Comment une indemnité se calcule vraiment
L'expert évalue d'abord le bien détruit à sa valeur au jour du sinistre, c'est-à-dire son prix de remplacement diminué de la vétusté. Cette première somme est versée sans condition. La clause de valeur à neuf ajoute un complément, égal à tout ou partie de la vétusté déduite, et ce complément est conditionnel : il suppose que le bien soit effectivement remplacé, que les factures soient produites, et que l'opération intervienne dans le délai prévu au contrat.
Deux limites se cherchent dans les conditions générales, et il faut les chercher avant le sinistre, pas après. Un plafond de vétusté, au-delà duquel la clause cesse de s'appliquer, parfois exprimé en pourcentage de la valeur du bien. Et une liste de biens exclus de la clause, où l'on trouve selon les contrats le linge, les objets d'usage courant ou le matériel électronique ancien.
D'où une conséquence pratique, la plus utile de cette page. Conservez les factures d'achat de ce qui a de la valeur, ou à défaut des photographies datées, rangées ailleurs que dans le logement assuré. C'est cette preuve, et non la formule du contrat, qui fixe le montant de départ.
Le dossier se joue dans les premières heures
Ne jetez rien et ne réparez rien avant le passage de l'expert, sauf mesure conservatoire nécessaire pour éviter l'aggravation. Un bien détruit et évacué ne s'évalue plus, et c'est alors l'assuré qui supporte la preuve de ce qu'il possédait. Photographiez l'ensemble, y compris ce qui semble secondaire, et notez la date et l'heure de la découverte du sinistre : c'est ce moment qui fait courir les délais, pas celui où le dommage est survenu.

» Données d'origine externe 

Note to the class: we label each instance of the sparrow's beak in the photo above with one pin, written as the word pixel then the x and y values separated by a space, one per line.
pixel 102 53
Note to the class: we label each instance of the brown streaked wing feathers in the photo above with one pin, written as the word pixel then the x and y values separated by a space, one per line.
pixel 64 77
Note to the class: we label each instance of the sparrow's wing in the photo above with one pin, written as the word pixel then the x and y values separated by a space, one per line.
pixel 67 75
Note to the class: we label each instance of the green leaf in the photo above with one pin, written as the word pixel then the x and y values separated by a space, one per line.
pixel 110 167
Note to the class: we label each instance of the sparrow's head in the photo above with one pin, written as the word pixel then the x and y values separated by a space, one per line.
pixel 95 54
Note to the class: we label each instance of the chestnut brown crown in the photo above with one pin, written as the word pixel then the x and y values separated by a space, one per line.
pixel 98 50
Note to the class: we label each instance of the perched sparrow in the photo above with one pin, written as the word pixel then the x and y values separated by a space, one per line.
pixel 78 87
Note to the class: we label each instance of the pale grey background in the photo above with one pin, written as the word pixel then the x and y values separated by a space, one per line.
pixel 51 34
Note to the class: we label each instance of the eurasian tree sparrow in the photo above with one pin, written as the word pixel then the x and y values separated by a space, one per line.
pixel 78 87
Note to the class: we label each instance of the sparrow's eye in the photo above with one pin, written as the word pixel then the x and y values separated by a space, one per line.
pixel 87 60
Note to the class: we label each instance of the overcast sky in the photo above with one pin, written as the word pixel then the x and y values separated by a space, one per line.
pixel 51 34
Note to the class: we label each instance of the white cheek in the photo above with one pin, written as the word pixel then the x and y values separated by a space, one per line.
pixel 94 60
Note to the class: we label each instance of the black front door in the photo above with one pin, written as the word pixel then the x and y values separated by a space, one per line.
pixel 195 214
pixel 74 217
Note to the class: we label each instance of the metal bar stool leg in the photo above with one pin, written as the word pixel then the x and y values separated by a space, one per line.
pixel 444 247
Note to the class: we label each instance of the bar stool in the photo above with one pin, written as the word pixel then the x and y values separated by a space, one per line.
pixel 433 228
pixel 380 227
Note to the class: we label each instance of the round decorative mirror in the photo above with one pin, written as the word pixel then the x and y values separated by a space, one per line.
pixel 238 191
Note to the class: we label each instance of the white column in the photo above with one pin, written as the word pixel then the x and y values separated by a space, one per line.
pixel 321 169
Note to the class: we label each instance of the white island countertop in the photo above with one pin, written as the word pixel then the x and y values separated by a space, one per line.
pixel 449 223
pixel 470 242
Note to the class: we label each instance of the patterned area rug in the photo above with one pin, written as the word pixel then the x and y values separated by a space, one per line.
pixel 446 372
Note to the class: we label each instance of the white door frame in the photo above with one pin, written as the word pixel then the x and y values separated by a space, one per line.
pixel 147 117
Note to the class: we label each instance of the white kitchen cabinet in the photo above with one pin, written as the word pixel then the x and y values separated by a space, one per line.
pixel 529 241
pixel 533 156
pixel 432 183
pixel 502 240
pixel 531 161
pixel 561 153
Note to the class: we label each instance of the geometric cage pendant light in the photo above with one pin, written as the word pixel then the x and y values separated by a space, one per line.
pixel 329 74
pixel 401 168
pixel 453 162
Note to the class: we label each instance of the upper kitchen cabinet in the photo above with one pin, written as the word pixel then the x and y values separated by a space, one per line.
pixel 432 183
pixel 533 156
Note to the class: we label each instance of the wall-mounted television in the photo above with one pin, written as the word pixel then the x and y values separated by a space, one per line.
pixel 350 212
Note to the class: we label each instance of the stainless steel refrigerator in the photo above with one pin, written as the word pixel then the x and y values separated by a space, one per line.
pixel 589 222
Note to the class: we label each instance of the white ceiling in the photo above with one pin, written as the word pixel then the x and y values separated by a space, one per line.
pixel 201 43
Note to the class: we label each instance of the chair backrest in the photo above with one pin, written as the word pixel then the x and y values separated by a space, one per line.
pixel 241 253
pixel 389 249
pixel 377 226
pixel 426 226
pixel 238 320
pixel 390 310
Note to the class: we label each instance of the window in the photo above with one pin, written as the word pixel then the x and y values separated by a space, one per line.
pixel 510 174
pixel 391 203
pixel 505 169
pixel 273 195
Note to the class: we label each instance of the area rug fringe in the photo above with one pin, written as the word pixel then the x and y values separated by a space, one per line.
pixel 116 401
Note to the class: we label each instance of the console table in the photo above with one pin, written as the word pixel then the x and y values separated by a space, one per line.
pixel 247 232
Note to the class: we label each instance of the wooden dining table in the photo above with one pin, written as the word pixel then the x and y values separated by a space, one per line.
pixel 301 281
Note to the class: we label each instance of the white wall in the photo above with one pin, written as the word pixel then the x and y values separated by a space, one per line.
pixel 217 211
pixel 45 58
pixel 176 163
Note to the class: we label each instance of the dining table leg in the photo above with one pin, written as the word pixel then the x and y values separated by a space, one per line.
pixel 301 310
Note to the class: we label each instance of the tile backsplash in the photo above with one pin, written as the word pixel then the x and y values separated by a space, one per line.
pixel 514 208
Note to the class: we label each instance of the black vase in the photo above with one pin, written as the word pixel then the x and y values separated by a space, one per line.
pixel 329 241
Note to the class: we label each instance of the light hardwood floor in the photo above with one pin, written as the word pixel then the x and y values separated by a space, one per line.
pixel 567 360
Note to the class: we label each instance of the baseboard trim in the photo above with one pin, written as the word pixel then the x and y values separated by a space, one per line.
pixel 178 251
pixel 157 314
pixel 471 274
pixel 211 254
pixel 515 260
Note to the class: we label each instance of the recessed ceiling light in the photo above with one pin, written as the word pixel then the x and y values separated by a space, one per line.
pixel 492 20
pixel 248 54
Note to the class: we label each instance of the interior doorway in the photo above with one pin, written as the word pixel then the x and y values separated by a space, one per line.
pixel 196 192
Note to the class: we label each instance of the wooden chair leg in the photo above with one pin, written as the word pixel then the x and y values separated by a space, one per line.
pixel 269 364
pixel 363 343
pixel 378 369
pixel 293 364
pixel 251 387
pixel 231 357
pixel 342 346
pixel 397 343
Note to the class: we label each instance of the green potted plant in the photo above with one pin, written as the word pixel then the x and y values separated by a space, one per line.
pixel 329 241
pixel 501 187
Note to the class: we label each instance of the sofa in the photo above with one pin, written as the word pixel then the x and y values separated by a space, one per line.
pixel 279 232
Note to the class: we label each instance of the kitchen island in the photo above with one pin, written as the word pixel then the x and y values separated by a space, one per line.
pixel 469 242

Les délais varient selon la nature de l'événement. Pour un sinistre reconnu au titre des catastrophes naturelles, l'article L125-2 ouvre trente jours à compter de la publication de l'arrêté au Journal officiel, délai porté de dix à trente jours et en vigueur depuis le 1er janvier 2023. Les autres dommages relèvent des planchers de l'article L113-2, et au-delà de la durée écrite dans votre contrat.

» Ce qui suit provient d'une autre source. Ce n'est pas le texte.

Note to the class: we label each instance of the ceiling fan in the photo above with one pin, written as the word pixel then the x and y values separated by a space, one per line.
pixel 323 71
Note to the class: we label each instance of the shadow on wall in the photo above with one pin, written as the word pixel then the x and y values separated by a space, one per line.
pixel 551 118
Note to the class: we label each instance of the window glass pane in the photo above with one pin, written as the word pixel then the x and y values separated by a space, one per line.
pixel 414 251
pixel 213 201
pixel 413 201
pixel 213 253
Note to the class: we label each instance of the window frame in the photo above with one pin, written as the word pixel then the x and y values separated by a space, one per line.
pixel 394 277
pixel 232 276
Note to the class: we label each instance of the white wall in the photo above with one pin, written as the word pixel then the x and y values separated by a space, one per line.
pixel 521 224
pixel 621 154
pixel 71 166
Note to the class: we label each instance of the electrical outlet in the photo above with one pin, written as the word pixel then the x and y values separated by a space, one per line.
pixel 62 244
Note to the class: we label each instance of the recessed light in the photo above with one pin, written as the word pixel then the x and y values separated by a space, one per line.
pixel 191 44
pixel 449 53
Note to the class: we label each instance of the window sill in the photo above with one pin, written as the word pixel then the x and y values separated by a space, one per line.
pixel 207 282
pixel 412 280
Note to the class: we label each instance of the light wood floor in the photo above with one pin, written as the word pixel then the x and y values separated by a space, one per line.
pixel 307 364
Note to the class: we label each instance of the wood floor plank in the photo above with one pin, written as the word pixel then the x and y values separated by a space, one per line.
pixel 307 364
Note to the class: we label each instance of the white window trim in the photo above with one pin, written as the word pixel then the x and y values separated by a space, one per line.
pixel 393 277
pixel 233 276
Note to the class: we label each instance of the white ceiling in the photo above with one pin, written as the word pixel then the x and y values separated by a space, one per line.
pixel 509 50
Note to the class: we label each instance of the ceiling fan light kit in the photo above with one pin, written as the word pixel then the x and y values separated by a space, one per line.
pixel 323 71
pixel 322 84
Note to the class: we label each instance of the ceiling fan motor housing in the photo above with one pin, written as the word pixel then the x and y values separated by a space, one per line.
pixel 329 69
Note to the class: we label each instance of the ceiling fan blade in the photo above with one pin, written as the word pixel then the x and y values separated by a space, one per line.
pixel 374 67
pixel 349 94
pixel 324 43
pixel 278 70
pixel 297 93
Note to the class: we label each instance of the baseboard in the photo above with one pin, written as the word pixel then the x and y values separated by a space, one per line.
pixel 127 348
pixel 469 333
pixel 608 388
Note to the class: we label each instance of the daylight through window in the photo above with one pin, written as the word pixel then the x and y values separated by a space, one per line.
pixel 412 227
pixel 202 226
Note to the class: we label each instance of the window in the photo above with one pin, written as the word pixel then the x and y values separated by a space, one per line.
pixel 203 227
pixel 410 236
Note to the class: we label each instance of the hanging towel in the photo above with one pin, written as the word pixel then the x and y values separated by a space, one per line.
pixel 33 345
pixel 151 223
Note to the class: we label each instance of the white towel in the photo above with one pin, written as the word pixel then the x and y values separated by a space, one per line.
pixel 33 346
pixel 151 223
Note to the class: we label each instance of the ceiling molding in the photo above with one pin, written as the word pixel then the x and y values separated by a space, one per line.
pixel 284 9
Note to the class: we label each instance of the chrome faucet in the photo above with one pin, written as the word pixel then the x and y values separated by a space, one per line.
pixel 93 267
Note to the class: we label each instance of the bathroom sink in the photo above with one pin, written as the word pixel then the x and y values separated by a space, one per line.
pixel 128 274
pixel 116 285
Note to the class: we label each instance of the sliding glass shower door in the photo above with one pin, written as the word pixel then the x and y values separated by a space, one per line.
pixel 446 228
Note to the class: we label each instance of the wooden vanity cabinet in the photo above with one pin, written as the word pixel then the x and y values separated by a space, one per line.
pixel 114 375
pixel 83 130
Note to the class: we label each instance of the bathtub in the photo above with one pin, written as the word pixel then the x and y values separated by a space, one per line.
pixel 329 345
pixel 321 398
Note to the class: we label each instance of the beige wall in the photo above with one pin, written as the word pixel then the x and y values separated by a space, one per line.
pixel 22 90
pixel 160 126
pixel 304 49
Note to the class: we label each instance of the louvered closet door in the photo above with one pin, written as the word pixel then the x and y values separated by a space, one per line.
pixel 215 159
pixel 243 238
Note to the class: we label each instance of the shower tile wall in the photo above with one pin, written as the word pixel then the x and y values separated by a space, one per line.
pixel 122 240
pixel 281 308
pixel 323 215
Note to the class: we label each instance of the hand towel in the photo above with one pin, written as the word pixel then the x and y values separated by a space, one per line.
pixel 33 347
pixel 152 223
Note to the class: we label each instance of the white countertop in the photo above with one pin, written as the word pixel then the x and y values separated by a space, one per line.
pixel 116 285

Dégât des eaux en immeuble : ce que prévoit la convention IRSI
Le texte de la convention IRSI n'est pas publié, mais ses règles principales le sont désormais par une source officielle citable : la fiche F2027 de service-public.fr, vérifiée le 22 juillet 2025. Sous 1 600 € hors taxes de dégâts, c'est l'assureur gestionnaire qui indemnise, sans recours possible contre un autre assureur. Entre 1 600 € et 5 000 € hors taxes, il doit effectuer une expertise pour le compte des autres assureurs.
La recherche de fuite suit son origine. Quand elle vient des parties communes, l'assureur de la copropriété prend en charge la recherche. Si elle provient d'un lot privatif, n'importe quel assureur impliqué peut engager la recherche, mais son coût revient à l'assureur du lot concerné. Nous n'écrirons rien au-delà de ces règles, faute de source publiée.
Un point de copropriété mérite d'être ajouté, parce qu'il est souvent tranché à l'envers. Une canalisation encastrée ne devient pas commune du seul fait de son encastrement : seules sont communes les parties de canalisations afférentes aux éléments d'équipement commun qui traversent des locaux privatifs, et l'article 3 de la loi du 10 juillet 1965 ne joue qu'à défaut de disposition contraire du règlement de copropriété. Relisez ce règlement avant d'ouvrir le débat en assemblée.
Ce que disent les chiffres 2025
France Assureurs publie les agrégats de la multirisque habitation. En 2025, la prime moyenne toutes garanties s'établit à 323 € hors taxes, en hausse de 7,8 %. Le relevé distingue le contrat occupant, 351 €, et le contrat de propriétaire non occupant, 191 €. Les cotisations de la branche, catastrophes naturelles comprises, atteignent 15,0 Md€, en progression de 8,4 %.
Un chiffre mérite qu'on s'y arrête, parce qu'il corrige une intuition répandue. Les dégâts des eaux sont la garantie la plus fréquemment mise en jeu, avec 39 % des sinistres, mais l'incendie est le premier poste de charge, à 28,7 % contre 25,9 %. Fréquence et coût ne désignent donc pas la même garantie. C'est l'incendie, selon notre lecture, qui révèle le mieux la solidité d'un contrat.
Dernier élément de contexte tarifaire : la surprime catastrophes naturelles a été revalorisée au 1er janvier 2025. C'est un fait réglementaire, pas une décision commerciale de votre assureur, et il explique une partie de la hausse lue sur votre avis d'échéance. Ces montants décrivent un marché, pas votre contrat.